Sliding Windows of Risk
Windows of exposure open and close. Minimizing risk in a shifting environment is an ongoing endeavor. It’s not just managed assets in a private or public cloud at stake, there are physical access edges and user endpoints too. There are cameras and sensors, building management control systems and SCADA related enclaves. Devices may not all be managed by you, their flows may be controllable, at source, in transit, or maybe not at all. Differing zones and populations of devices grow and shrink. SaaS (Software as a Service) may be a clean consumption model but it’s still someone else’s stack. Constantly enumerating this morphing footprint of assets and services (while independently verifying it) is a challenge. Not everything auto-registers and Bring Your Own Device (BYOD) and Shadow I.T. don’t count as Zero-Touch Provisioning!
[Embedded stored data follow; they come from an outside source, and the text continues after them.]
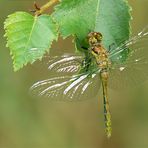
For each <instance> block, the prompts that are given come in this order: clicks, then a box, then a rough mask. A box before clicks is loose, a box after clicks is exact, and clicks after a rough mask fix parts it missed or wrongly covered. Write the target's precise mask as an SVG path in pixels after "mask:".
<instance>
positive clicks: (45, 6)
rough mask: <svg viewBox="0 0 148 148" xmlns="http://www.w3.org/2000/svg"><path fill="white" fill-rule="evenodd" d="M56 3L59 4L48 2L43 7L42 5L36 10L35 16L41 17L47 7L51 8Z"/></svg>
mask: <svg viewBox="0 0 148 148" xmlns="http://www.w3.org/2000/svg"><path fill="white" fill-rule="evenodd" d="M56 2H59V0H50V1H49V2H48V3H46V4H45V5H43V6H42V7H41V8H40V10H37V11H36V12H35V15H36V16H39V15H41V14H42V13H43V12H44V11H46V10H47V9H48V8H49V7H51V6H52V5H53V4H55V3H56Z"/></svg>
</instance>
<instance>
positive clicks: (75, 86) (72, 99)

Ongoing asset and service discovery is a precursor for most forms of observability and detection.
Ephemeral Echoes
In this new age of elasticity, hosts can no longer be counted on to be persistent and long-lived. Under the hood much is shifting, changing, and constantly migrating. More and more digital assets are ephemeral and intentionally so. This ephemerality might seem to raise the bar on both sides of the house, but as always, it depends. As we create more containers, we create more surfaces and boundaries to inspect. Attackers don’t always seek or require a persistent foothold. If our ally rather than our foe, then we could close these sliding windows of risk faster and keep them shut. Opportunities involve tracking ‘Best Current Practice’ yet they are no longer centralized in IETF archives. Falling behind means continuing to repeat old mistakes. As always decisions are contingent on multiple factors and constraints. The underlying assumption (another elephant in the room) is that your culture, people, and process are optimized for, and ready for change. What is your SecOps team mean time for asset discovery and is it approaching → zero?